Wheather you want a producer or a consumer, you create the following object

>>> from bunnymq import Queue
>>> queue = Queue('test') 

This creates a queue named test assuming default values for other parameters listed below.

  1. username defaults to 'guest'
  2. password defaults to 'guest'
  3. serializer defaults to pickle module. This can be any object that implements the interface dumps and loads. Hence json module will also work out of the box.
  4. Any keyword arguments that pika.ConnectionParameters takes except the parameter credentials.
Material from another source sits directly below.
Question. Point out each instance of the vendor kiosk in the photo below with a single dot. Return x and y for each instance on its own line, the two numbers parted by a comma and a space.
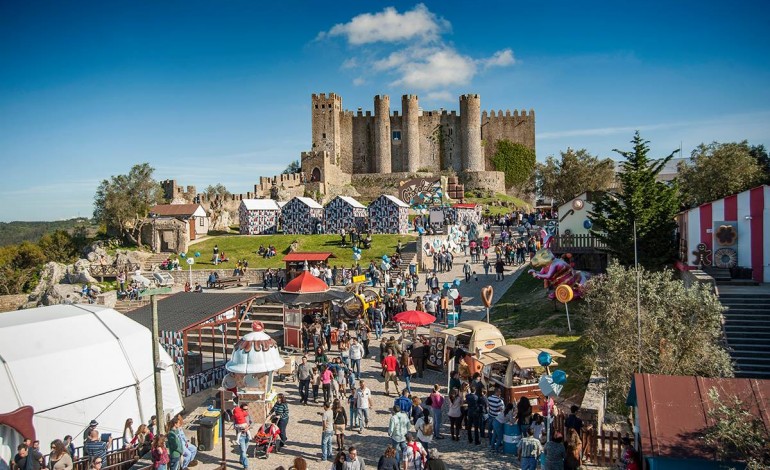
250, 370
517, 370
This library works with the default exchange

Producing to the queue has one interface, the put method. However, there are multiple interfaces available for consumers

These are described below.

Basic Interface

Put

>>> queue.put({'a': 1})

The message is automatically serialized.

The queue, by default, is a priority queue with priorities ranging from 1 (low) through 10 (high). By default the value is 5. To put a message a with a custom priority,

>>> queue.put({'b': 1}, priority=8)

This message will be consumed before the ones with lower priority.

Get

>>> queue.get()
{'a': 1}

The message is automatically deserialized.

>>> q.get()

This will raise an exception:

Exception: The previous message was neither marked done nor requeued.

Mark done

>>> queue.task_done()

This sends a basic_ack.

The semantics of this method is somewhat different from the one in queue.Queue in the standard library, in that there is no queue.join in our case that is waiting for invocation of task_done.

Requeue

>>> queue.requeue()

This sends a basic_reject with requeue=True

Queue size

>>> len(queue)
2

Iterable Interface

for msg in queue:
    try:
        # handle the message
    except NonRetriableError:
        # do some logging, alerting ...
        queue.task_done()
    except RetriableError:
        # do some logging, alerting ...
        queue.requeue()
    except Exception:
        raise
    else:
        queue.task_done()

Decorator Interface

This one is the recommended usage because it is the cleanest.

@queue.handler
def process(msg):
    pass


@queue.error_handler(E1, E2, requeue=False)
def non_retriable_error_1(msg, e):
    pass


@queue.error_handler(E3, E4, requeue=False)
def non_retriable_error_2(msg, e):
    pass


@queue.error_handler(E5, E6, ...)
def retriable_error(msg, e):
    pass

Any number of error handlers can be registered. In the Iterable interface this would make the try/except block extremely ugly.

Workflow

The queue object has two methods that are registration decorators:

  1. queue.handler: bound to a single callable, that processes the message
  2. queue.error_handler: bound to a list of callables, that handle the errors

Once a message is consumed, queue.handler callable is invoked passing the message

  1. if there are no exceptions the message is marked done.
  2. If there are errors, the appropriate handler is invoked, depending on the type of the raised exception. The message is marked done or requeued depending on the requeue argument. By default it is True.
  3. If none of the handlers match, the message is requeued and the exception is raised.